A set $X$ is Dedekind-infinite if there is an injective map $f: X\to X$ that is not surjective.
A set $X$ is dually Dedekind-infinite if there is a surjective map $f: X\to X$ that is not injective.
In ${\sf (ZF)}$, it is easy to see that any Dedekind-infinite set is dually Dedekind-infinite: Let $f:X\to X$ be a non-surjective injection. Pick $x_0\in X$ and let $g: X\to X$ be defined by $$\big\{\big(f(y), y\big): y\in f(X)\big\}\,\cup\,\big\{(z, x_0):z\in X\setminus f(X)\big\}.$$ Then $g$ is a non-injective surjection.
Consider the statement
(DD) Every dually Dedekind-infinite set is Dedekind-infinite.

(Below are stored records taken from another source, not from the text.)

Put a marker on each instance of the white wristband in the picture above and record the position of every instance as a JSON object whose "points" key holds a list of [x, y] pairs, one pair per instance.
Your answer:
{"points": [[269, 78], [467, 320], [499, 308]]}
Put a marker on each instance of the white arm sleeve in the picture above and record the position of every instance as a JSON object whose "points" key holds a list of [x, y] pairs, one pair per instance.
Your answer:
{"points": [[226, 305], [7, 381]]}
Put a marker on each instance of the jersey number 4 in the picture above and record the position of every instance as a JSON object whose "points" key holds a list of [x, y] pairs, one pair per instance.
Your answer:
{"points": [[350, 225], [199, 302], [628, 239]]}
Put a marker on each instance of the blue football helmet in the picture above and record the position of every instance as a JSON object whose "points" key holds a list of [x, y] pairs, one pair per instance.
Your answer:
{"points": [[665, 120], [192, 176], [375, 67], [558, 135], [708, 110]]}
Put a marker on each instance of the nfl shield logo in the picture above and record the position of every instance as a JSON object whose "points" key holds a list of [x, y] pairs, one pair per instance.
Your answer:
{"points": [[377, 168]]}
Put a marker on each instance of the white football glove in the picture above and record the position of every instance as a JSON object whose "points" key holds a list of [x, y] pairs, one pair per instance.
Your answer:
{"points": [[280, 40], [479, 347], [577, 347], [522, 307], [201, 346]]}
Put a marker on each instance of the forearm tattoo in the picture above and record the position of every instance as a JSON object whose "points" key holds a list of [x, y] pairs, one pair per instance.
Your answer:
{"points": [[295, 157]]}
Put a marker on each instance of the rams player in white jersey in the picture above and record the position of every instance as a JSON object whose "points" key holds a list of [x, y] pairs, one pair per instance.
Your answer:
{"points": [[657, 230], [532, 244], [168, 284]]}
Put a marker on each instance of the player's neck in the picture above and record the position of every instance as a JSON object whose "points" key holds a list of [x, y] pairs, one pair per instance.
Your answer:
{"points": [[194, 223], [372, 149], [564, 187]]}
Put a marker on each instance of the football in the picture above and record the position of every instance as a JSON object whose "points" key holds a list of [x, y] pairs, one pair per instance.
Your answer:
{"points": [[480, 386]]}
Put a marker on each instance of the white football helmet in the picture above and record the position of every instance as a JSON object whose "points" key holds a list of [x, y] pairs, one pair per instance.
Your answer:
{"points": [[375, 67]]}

It is not hard to see that (AC) implies (DD). Consider the partition principle:
(PP) If $X,Y$ are sets and there is a surjection $f:X\to Y$, then there is an injection $g:Y\to X$.
Question. In ${\sf (ZF)}$, are there any implications between (DD) and (PP)?
Note. It would also be interesting to see whether there is any implication between (DD) and the Dual Cantor Bernstein statement (CB)*, which is implied by (PP) in ${\sf (ZF)}$:
(CB)* If $X,Y$ are sets and $f:X\to Y$ and $g:Y\to X$ are surjections, then there is a bijection $\varphi:X\to Y$.